Hamas-Chef setzt auf Ägypten

In seiner Grundsatzrede am Mittwoch lobt der neue Hamas-Chef Hanije die verbesserten Beziehungen zu Ägypten und deutet einen Gefangenenaustausch mit den Israelis an. Kritik erntet US-Präsident Donald Trump.
Der Hamas-Chef Ismail Hanijeh hat am Mittwoch einen möglichen Gefangenenaustausch mit Israel angedeutet
Der Hamas-Chef Ismail Hanijeh hat am Mittwoch einen möglichen Gefangenenaustausch mit Israel angedeutet

GAZA (inn) – Der neue Hamas-Chef Ismail Hanije hat in seiner ersten Rede am Mittwoch eine neue Ära der Zusammenarbeit mit Ägypten angekündigt. Der Leiter des Politbüros der Terrorgruppe will damit die Blockade des Gazastreifens entlasten und weiter für das Ziel eines „befreiten und historischen Palästinas“ kämpfen, berichtet die Onlinezeitung „Times of Israel“.

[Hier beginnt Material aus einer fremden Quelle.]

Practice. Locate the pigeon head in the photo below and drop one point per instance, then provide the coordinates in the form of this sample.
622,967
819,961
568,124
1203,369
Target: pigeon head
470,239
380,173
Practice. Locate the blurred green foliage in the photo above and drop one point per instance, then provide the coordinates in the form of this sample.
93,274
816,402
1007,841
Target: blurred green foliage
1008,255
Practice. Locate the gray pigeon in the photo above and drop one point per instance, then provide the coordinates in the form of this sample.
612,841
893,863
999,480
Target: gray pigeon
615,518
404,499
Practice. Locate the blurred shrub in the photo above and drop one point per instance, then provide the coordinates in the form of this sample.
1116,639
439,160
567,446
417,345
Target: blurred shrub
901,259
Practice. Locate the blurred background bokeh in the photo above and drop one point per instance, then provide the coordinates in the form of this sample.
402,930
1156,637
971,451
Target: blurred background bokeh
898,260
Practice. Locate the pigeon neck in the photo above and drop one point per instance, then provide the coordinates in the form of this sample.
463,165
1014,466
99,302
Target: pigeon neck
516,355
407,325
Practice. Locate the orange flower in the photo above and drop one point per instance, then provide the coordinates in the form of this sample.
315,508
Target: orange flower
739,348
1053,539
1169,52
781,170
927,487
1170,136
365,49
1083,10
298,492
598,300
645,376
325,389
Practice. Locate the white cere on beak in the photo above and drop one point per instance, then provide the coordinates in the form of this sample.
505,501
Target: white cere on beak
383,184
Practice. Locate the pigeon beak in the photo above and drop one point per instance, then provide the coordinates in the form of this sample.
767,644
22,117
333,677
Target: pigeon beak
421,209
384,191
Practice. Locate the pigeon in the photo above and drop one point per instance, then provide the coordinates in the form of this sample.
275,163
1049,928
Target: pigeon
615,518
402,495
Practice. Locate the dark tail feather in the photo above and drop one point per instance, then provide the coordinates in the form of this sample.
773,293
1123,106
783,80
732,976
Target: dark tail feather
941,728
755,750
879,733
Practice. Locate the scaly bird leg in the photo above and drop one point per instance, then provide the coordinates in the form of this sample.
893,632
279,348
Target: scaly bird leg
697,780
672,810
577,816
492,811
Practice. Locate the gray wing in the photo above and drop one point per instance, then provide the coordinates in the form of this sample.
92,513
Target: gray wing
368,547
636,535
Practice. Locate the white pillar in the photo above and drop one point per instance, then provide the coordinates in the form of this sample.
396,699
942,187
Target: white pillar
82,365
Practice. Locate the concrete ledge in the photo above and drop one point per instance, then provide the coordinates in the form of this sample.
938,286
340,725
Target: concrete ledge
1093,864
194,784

Hanije bedankte sich in seiner Grundsatzrede neben dem Iran, der Türkei, Katar und der anti-israelischen BDS-Bewegung (Boykott, Desinvestition, Sanktionen) besonders bei Ägypten. Die Ägypter hätten einer Anzahl von Maßnahmen zugestimmt, welche die humanitäre Situation im Gazastreifen verbessern würden. Ägypten hatte beispielsweise wieder den Rafah-Grenzübergang geöffnet und Millionen Liter Diesel für das Kraftwerk im Gazastreifen gesendet. „Wir haben deutlich ein neues Kapitel in unserer Beziehung zu Ägypten aufgeschlagen“, sagte Hanije.

Eine Hamas-Delegation hatte sich im Juni neun Tage in Kairo für bessere diplomatische Beziehungen mit Ägypten eingesetzt. Die hatten sich nach dem Machtwechsel und der Ablösung des ägyptischen Präsidenten Mohammed Mursi, der Teil der Muslimbruderschaft ist, deutlich verschlechtert. Die Hamas ist Teil der Bruderschaft.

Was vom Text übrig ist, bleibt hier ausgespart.